Enhanced photoactive and photoelectrochemical properties of TiO sub(2) sol-gel coated steel by the application of SiO sub(2) intermediate layer

Photocatalysis is a promising solution for purifying air and water from pollutants, yet more efficient photocatalytic materials are needed. A new approach is proposed in this paper for enhancing the photoactive and photoelectrical properties of anatase TiO sub(2) films by applying an intermediate SiO sub(2) film between the TiO sub(2) film and the stainless steel substrate. TiO sub(2) and SiO sub(2) coatings are synthesized by a sol-gel method and the thickness of TiO sub(2) film is varied in order to obtain improved understanding on the role of thickness in photocatalytic and electrochemical performance. The obtained coatings are systematically characterized in terms of microstructure using such techniques as field-emission scanning electron microscopy (FE-SEM), Raman spectroscopy and X-ray diffraction (XRD), that demonstrate, e.g., the anatase phase structure of the TiO sub(2) films.

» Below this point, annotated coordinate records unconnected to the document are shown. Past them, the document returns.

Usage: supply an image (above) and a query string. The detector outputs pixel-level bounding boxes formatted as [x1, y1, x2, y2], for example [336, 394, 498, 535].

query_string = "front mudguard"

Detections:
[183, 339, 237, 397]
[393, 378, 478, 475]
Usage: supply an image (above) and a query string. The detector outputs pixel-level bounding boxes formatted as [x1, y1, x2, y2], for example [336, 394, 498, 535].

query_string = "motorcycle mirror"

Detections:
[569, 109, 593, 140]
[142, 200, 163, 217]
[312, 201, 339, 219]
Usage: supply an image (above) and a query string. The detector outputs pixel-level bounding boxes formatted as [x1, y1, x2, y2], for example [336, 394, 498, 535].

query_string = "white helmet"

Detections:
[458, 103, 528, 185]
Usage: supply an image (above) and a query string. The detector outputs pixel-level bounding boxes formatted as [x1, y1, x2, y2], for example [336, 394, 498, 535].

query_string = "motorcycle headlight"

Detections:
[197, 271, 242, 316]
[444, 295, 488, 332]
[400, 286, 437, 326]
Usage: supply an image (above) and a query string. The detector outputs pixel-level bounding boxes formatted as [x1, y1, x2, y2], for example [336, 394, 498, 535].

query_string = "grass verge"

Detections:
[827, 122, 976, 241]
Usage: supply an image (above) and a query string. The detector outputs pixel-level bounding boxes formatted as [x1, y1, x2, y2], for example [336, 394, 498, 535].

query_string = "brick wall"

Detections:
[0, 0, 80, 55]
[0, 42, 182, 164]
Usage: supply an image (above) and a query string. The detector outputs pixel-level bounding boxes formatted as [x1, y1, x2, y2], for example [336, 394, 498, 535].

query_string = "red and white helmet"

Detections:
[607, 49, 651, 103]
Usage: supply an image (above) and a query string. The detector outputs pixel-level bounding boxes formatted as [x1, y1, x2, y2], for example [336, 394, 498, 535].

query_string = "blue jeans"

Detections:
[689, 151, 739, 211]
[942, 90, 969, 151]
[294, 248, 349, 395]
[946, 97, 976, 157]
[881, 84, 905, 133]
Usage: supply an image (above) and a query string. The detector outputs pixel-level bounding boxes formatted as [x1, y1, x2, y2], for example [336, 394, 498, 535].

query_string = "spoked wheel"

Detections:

The enhanced photocatalytic properties of SiO sub(2)/TiO sub(2) coatings as compared to TiO sub(2) films are verified using methylene blue (MB) discoloration tests, while the improved photoelectro-chemical properties are shown by, potentiodynamic i-V scans, open circuit potential (OCP) monitoring and electrochemical impedance spectroscopy (EIS). We attribute the beneficial effect of the intermediate SiO sub(2) film on the photocatalytic and photoelectrochemical performance to the high electrical resistance of the SiO sub(2) that imposes a high-energy barrier for electron transfer and, therefore, (partly) insulates the TiO sub(2) film from the substrate and acts as a capacitor for photo-generated electrons under illumination. The presented results show an effective way of enhancing the photocatalytic performance of anatase TiO sub(2) films.